There is no harm in having two versions of your resume – one single page version and one longer multiple-page version. These can be very handy to keep on file for when an employer specifically asks you submit one or the other. A lot of employers will initially ask for a one-page resume, and then follow that up for a request for a more detailed resume for when they are creating a shortlist for interview.

Creating your one-page resume

So knowing that you will need to have a one-page resume, how exactly do you go about creating one without having to resort to using an eight-point font or trying to cram a lot of text into the available white space?

Here we take a look at some very useful tips to help you trim down your resume, and what you should definitely include, and what you can safely leave off.

1. Adjust your page layout

Although most people leave page margins at the pre-set default option, you can look at tweaking the margin width to give you a bit more elbow room. What you don’t want to do is to remove the margins completely, but cut them down to about half an inch. This way you will still have a defined white space edge and your resume won’t look really cramped together.

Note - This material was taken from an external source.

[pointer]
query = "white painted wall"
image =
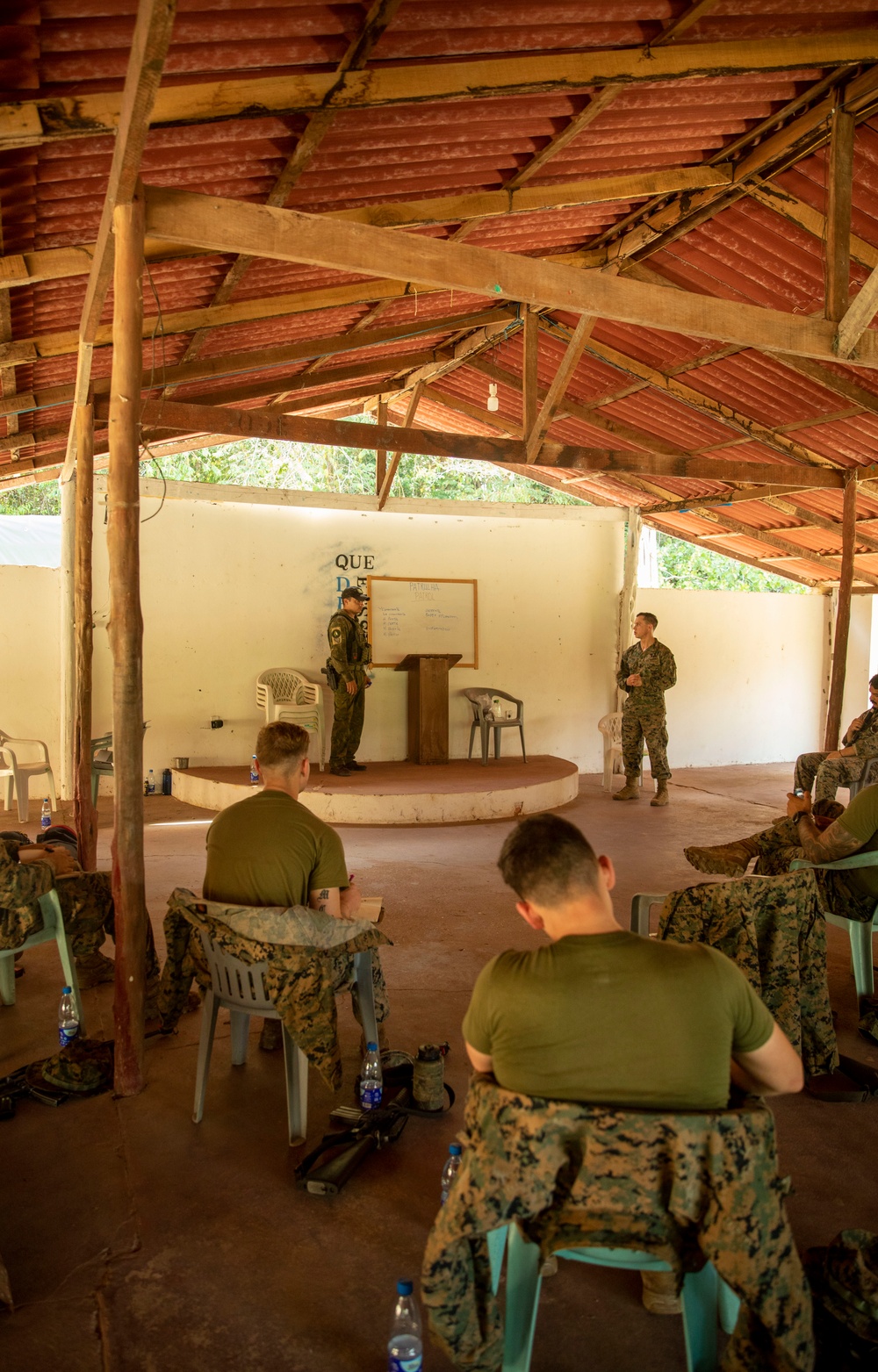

2. Merge sections together

We are all very used to seeing well-defined sections on our resume. While this does help to divide and separate out our information, creating lots of different sections requires space and room for large headings.

Try to limit your one-page resume to having only three or four distinct sections. This means you may need to merge or combine sections together. So for example you could combine your Skills and Hobbies into one section. Or if you have lots of different things you want to mention, why not add them as short bullet-point highlights under an ‘Extra Information’ section.

3. Condense information

Some of your information may not warrant having a single line dedicated to it. Look at ways of combining some of your information that may be important, but it doesn’t have a direct bearing on the job that you are applying for. For example, where you list your educational qualifications, instead of listing each qualification or achievement on a single line, condense them together and leave off any early or lower-level qualifications that an employer may not be interested in knowing about.

Treat you employment history in the same way. If you have created your work experience to read as your job title and company address in a block style with each part of the address on single lines, then you can free up some space by just putting your job title and company name on one single line and cut out the company address completely.

Even your own personal details can take a healthy trim. Many career experts recommend that you don’t include your home address on your resume just in case the employer judges candidate suitability depending on their location and proximity to the workplace. Simply including your name and contact number and email address will suffice here.

4. Adjust your line spacing and font size

Recruiters want to see resumes that are easy on the eye, so the need for your resume to have good line spacing is still important. However, you can maximize the space available by adjusting your line spacing to give you a little bit more room.

If you are using MS Word to create your resume, then you can manually change the line spacing between paragraphs and different sections. The default setting is actually quite generous, so even if you change it to shrink down the line spacing by half between paragraphs and sections, you will still get a defined visual space, but you can squeeze out an extra couple of free line spaces for more information by doing this.

While going as small as an 8-point font may mean certain eye-strain for a recruiter trying to read your resume, you can safely change to a 10-point font and still leave your resume perfectly readable. It would be wise to leave your name at least at a 14-point font if not larger.